A chord of length 64m is used to connect a 100\text{Kg} astronaut to spaceship whose mass is much larger than that of the astronaut. Estimate the value of the tension in the chord?

Assume that the spaceship is orbiting near the earth surface. Assume that the spaceship and the astronaut fall on a straight line from the earth center. The radius of the earth is 6400\text{Km}

1 Answer
Jul 6, 2018

Assuming that the spaceship of mass M_s and the astronaut of mass m fall on a straight line from the center of earth having mass M_e in a circular orbit.
We know that Gravitational force provides the required centripetal force for the circular motion of angular frequency omega.

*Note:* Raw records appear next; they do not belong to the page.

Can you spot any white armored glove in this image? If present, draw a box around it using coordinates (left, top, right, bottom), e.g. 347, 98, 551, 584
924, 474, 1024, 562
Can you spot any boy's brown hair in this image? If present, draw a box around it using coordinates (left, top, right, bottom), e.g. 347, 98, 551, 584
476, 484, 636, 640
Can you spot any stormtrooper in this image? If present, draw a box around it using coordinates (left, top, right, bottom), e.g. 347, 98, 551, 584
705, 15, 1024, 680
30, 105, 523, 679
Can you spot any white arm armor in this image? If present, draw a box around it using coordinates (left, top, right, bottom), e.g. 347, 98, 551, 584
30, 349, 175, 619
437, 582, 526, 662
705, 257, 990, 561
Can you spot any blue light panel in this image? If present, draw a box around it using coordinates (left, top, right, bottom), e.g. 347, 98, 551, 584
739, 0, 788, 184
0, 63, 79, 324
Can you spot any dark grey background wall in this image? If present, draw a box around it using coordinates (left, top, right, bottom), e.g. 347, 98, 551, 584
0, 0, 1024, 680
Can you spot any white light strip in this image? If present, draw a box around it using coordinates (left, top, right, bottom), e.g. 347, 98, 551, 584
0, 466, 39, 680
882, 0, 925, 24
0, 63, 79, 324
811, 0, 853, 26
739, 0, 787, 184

For spaceship and astronaut as composite system, in the state of equilibrium we have

"Force of gravity"\ =\ "centripetal force"

M_sg=M_sRomega^2
where R is radius of the earth and g acceleration due to gravity near the earth surface =9.81\ ms^-1.

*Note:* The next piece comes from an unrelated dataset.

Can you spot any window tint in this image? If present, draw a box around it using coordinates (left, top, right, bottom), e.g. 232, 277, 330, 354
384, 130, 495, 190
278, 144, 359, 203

(We have ignored the mass of astronaut as it is much smaller than that of the spaceship)

=>omega=sqrt(g/R) .....(1)

Forces acting on the astronaut are

  1. Centrifugal force F_"Cf"=m(R+64)omega^2 ......(2)
  2. Gravitational force due to the earth
    F_"g"=(mM_eG)/(R+64)^2 .....(3)
    where G is Universal gravitational constant.

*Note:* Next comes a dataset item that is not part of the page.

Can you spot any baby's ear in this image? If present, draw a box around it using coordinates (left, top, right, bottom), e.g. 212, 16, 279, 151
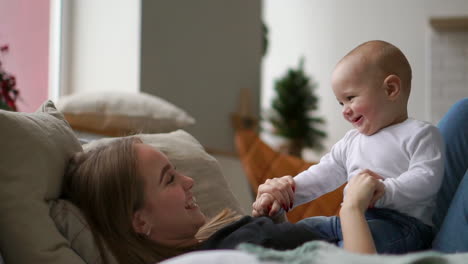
384, 74, 401, 100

Net force will be tension in the chord.

:.T=F_"Cf"-F_"g"

Using (2) and (3)

T=m(R+64)omega^2-(mM_eG)/(R+64)^2

Using (1) and substituting gR^2 in place of M_eG in the second term of RHS we get

T=m(R+64)g/R-(mgR^2)/(R+64)^2
=>T=mg+mg64/R-mg((R+64)/R)^-2

Expanding using binomial theorem and ignoring higher order terns as 64\ "<<"\ R we get

T=mg+mg64/R-mg(1-2(64)/R)
=>T=3mg64/R

Inserting given values we get

=>T=3xx100xx9.81xx64/(6.4xx10^6)
=>T=2.94xx10^-2\ N